OrchJail framework exploits multi-step tool chains to jailbreak T2I agents
By learned orchestration patterns, benign steps combine into unsafe outputs.
Tool-calling text-to-image (T2I) agents can autonomously plan and execute multi-step tool chains (e.g., generating, editing, compositing) to handle complex user requests. This capability, however, creates a dangerous new attack surface: harmful outputs can arise from the orchestration of individually benign tool calls. Traditional prompt-based jailbreaks fail here because the danger lies in the sequence, not the prompt text.

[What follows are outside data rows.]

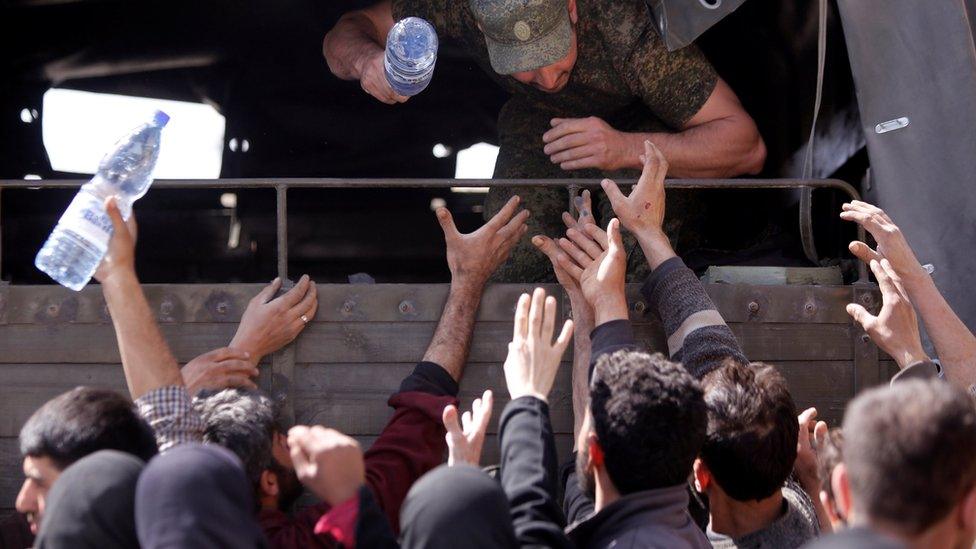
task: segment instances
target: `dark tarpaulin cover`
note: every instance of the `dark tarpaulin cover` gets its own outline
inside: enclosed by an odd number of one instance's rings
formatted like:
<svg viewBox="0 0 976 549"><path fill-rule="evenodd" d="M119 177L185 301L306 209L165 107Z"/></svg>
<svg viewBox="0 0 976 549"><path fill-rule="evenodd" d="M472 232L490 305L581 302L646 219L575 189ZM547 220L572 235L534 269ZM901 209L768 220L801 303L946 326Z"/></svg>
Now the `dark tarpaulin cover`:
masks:
<svg viewBox="0 0 976 549"><path fill-rule="evenodd" d="M976 328L976 0L839 0L867 137L865 197ZM907 118L879 133L877 126ZM895 128L902 123L889 124Z"/></svg>
<svg viewBox="0 0 976 549"><path fill-rule="evenodd" d="M681 49L746 0L645 0L669 51Z"/></svg>

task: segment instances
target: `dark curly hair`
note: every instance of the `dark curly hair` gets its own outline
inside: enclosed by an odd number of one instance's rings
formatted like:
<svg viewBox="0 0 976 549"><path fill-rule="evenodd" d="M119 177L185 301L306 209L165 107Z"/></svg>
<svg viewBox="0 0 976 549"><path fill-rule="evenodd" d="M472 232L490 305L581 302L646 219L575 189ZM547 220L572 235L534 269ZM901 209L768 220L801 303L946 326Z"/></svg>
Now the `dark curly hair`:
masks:
<svg viewBox="0 0 976 549"><path fill-rule="evenodd" d="M708 407L702 461L734 500L773 495L793 471L800 432L786 380L769 364L728 362L702 384Z"/></svg>
<svg viewBox="0 0 976 549"><path fill-rule="evenodd" d="M271 445L280 430L275 402L261 391L224 389L202 392L193 405L203 418L204 441L237 455L256 490L261 473L274 466Z"/></svg>
<svg viewBox="0 0 976 549"><path fill-rule="evenodd" d="M705 441L698 382L660 353L601 356L590 412L607 474L621 494L682 484Z"/></svg>
<svg viewBox="0 0 976 549"><path fill-rule="evenodd" d="M865 391L843 428L854 508L871 521L917 535L976 485L976 405L941 379Z"/></svg>
<svg viewBox="0 0 976 549"><path fill-rule="evenodd" d="M20 453L47 457L64 470L99 450L118 450L149 461L156 437L128 397L75 387L38 408L20 430Z"/></svg>

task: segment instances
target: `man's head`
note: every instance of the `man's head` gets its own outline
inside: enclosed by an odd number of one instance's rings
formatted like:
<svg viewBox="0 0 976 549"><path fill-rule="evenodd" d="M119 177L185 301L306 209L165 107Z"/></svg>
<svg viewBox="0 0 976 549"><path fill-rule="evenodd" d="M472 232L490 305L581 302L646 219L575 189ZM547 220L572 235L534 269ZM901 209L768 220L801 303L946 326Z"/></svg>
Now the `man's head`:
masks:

OrchJail, introduced by a team led by Jianming Chen, is a fuzzing framework specifically designed to exploit these tool-orchestration vulnerabilities. Its core innovation is learning from successful jailbreak traces and modeling causal relationships between prompt wording and unsafe tool behaviors, then using those insights to guide the fuzzing search. This avoids relying on surface-level textual perturbations and directly targets the orchestration patterns most likely to produce unsafe results.

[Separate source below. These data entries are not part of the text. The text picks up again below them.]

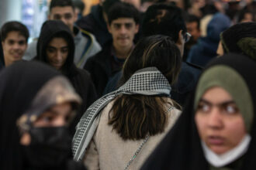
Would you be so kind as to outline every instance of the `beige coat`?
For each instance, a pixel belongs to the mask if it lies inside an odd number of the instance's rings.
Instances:
[[[124,169],[144,141],[144,139],[123,141],[115,131],[112,131],[112,126],[107,124],[109,112],[112,104],[113,101],[102,110],[98,128],[86,151],[84,163],[88,170]],[[168,109],[168,106],[166,107]],[[180,113],[177,109],[168,113],[170,115],[169,121],[164,132],[149,138],[128,169],[140,168],[166,133],[171,128]]]

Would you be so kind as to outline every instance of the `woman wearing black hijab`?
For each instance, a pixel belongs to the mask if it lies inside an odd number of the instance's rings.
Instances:
[[[46,21],[37,42],[36,60],[61,72],[82,98],[81,109],[70,127],[72,134],[82,114],[97,98],[89,73],[76,67],[74,57],[74,41],[68,26],[59,20]]]
[[[213,60],[176,124],[141,169],[254,169],[255,67],[251,59],[237,54]],[[228,94],[228,102],[211,100],[214,94],[209,97],[208,92],[216,87],[224,91],[217,95],[221,100]],[[202,115],[215,116],[202,121]],[[240,122],[234,124],[234,117]]]
[[[66,126],[81,99],[68,80],[37,62],[18,62],[0,79],[0,169],[85,169],[71,154]]]
[[[2,42],[1,37],[0,37],[0,42]],[[2,51],[2,43],[0,43],[0,70],[2,68],[4,68],[4,66],[5,66],[4,53]]]

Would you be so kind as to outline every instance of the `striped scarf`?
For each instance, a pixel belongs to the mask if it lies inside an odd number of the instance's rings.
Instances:
[[[156,68],[147,67],[137,70],[116,91],[94,102],[85,111],[73,138],[72,151],[75,161],[81,161],[99,124],[100,111],[120,94],[141,94],[170,97],[171,86],[166,77]]]

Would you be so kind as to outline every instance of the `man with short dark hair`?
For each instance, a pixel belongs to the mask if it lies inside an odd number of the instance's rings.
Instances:
[[[28,29],[19,22],[8,22],[1,29],[3,60],[2,66],[8,66],[13,62],[22,60],[27,48],[29,36]]]
[[[139,12],[133,5],[118,2],[110,8],[108,29],[112,41],[107,42],[85,66],[91,73],[99,96],[102,94],[109,77],[122,69],[126,58],[133,49],[139,22]]]
[[[77,15],[71,0],[52,0],[48,20],[61,20],[71,29],[75,43],[74,62],[78,67],[82,68],[89,57],[101,50],[100,45],[92,33],[74,26]],[[31,60],[36,56],[36,42],[29,44],[24,59]]]
[[[97,5],[92,6],[91,12],[76,22],[77,25],[92,32],[99,43],[103,46],[112,39],[112,36],[107,28],[107,14],[109,8],[120,0],[99,0]]]
[[[185,25],[188,32],[191,35],[191,38],[189,41],[185,44],[183,61],[186,60],[190,49],[196,44],[197,40],[201,36],[199,18],[194,15],[188,14],[185,17]]]

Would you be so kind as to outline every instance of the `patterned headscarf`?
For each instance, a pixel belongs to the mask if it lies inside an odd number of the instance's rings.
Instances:
[[[83,158],[99,124],[100,111],[118,95],[125,94],[170,97],[171,90],[168,80],[156,67],[137,71],[125,84],[96,100],[84,114],[73,138],[74,159],[81,161]]]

Experiments across multiple representative tool-calling T2I agents show OrchJail significantly outperforms existing attacks: it achieves higher jailbreak success rates, produces images with better fidelity (i.e., less degraded quality from the attack), and uses fewer queries per attack. Crucially, it remains effective even against common defense mechanisms, indicating that current safeguards are ill-equipped to handle orchestration-level threats. The paper, submitted to ICML 2026, highlights tool orchestration as a critical, previously unexplored attack surface and provides a systematic framework for uncovering safety risks in increasingly autonomous multimodal AI agents. This work underscores the need for new defensive strategies that consider the entire tool chain, not just individual steps.
- OrchJail uses orchestration-guided fuzzing, learning from causal relationships between prompt wording and unsafe multi-step tool behaviors.

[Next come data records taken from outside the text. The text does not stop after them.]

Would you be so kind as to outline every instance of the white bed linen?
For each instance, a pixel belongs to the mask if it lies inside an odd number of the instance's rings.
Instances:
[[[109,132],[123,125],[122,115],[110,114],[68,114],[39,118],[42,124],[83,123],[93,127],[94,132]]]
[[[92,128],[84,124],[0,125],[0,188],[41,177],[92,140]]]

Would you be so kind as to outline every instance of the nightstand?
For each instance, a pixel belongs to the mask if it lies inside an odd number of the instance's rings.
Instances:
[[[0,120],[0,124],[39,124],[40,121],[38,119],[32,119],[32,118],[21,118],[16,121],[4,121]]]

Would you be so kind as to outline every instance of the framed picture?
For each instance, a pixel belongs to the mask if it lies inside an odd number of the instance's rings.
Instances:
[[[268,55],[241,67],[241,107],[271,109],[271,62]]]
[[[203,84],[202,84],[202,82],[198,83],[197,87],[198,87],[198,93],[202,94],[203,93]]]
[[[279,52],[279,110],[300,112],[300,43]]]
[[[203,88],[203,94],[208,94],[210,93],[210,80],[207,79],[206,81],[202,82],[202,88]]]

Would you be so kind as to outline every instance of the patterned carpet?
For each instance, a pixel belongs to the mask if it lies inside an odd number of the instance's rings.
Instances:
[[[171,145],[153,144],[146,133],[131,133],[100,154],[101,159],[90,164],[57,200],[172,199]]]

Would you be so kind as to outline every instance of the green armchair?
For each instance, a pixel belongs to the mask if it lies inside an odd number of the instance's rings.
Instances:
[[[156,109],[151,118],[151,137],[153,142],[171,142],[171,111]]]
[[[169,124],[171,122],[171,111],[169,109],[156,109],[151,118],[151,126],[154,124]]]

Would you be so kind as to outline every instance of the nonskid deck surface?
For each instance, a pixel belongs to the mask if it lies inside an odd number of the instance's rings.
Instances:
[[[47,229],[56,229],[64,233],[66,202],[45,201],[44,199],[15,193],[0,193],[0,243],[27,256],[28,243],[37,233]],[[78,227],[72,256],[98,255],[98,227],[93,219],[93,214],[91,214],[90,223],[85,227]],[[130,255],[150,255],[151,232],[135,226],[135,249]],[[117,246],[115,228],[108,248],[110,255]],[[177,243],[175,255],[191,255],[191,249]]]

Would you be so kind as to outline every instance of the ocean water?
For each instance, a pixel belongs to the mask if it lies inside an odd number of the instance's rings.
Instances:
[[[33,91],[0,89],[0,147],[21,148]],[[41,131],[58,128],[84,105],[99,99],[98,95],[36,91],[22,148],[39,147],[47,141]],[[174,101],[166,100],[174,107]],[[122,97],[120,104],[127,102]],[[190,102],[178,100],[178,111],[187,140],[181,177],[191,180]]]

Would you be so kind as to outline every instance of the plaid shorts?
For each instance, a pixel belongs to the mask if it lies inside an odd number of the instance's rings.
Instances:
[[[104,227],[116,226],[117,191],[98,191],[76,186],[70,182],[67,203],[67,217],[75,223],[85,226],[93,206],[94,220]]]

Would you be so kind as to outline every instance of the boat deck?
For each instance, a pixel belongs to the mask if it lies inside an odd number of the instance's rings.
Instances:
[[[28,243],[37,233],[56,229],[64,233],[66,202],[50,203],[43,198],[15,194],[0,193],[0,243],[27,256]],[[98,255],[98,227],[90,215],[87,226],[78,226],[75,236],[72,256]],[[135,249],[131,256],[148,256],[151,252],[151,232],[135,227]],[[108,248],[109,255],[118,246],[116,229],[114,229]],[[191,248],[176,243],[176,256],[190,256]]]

- Achieves higher attack success rates and better image fidelity than prompt-only jailbreak methods across representative tool-calling T2I agents.
- Robust against common jailbreak defenses, revealing a critical gap in current safety measures for multi-step AI agents.
Why It Matters
As AI agents gain tool-calling autonomy, orchestration-level vulnerabilities demand new defenses beyond prompt filtering.